Поднимаясь с четверенек на ноги, Тарасов сдержал, буквально зубами сдавил стон. Болели одеревеневшие, помороженные руки, ломило крестец, ноги были непрочными, негибкими — подпорки, какие-то, а не ноги.
— Воло-дя!... До-оцент! — позвал он квелым чужим голосом. — Умы-ваться пошли.
— Не мо-гу, — минуту спустя донеслось из глубины палатки. Присыпко не вылезал из спального мешка.
На скуле у Тарасова задергалась, замельтешила какая-то жилка, он, скрипуче давя триконями снег, повернулся лицом к палатке, нагнулся над пологом, ощущая кожей, глазами, ноздрями, как из палатки выходит тепло. Через пресловутое «не могу» Присыпко должен был, просто обязан был переступить. Ему необходимо сломать в себе слабость, одолеть боль, голод, нежелание жить. Надо идти умываться к реке, к черной стылой воде, обжатой ледяной коростой, со скользкими, защищенными снегом грибами, выросшими там, где из воды высовываются камни. Этот утренний моцион — добрести до воды и, проломив в коросте окошко, умыться, почистить зубы — превратился в некий обязательный ритуал, в правило, которое не выполни они хотя бы один раз — тогда все.

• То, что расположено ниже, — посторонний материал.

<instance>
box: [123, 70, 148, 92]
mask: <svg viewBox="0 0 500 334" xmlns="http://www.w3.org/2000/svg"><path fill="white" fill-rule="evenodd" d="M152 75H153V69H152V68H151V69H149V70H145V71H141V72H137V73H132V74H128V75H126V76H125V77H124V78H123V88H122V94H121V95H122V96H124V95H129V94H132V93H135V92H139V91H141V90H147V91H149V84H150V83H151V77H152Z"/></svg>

Они сломаются... Ничто уже не будет держать их в этой жизни.
— Поды-майся, Володь! — просипел Тарасов, закусил нижнюю губу зубами так, что из нее выбрызнула кровь. Но боли не почувствовал. В бороду, пачкая золотистый волос алым, протекла клюквенная дорожка. Кровь. На нее Тарасов тоже не обратил внимания. — Поды-майся! Не то... не то я силой те-бя поды-му.
Вцепился руками в кол, поддерживающий верх палатки, сжал его, чтобы не упасть, подтянул веревку.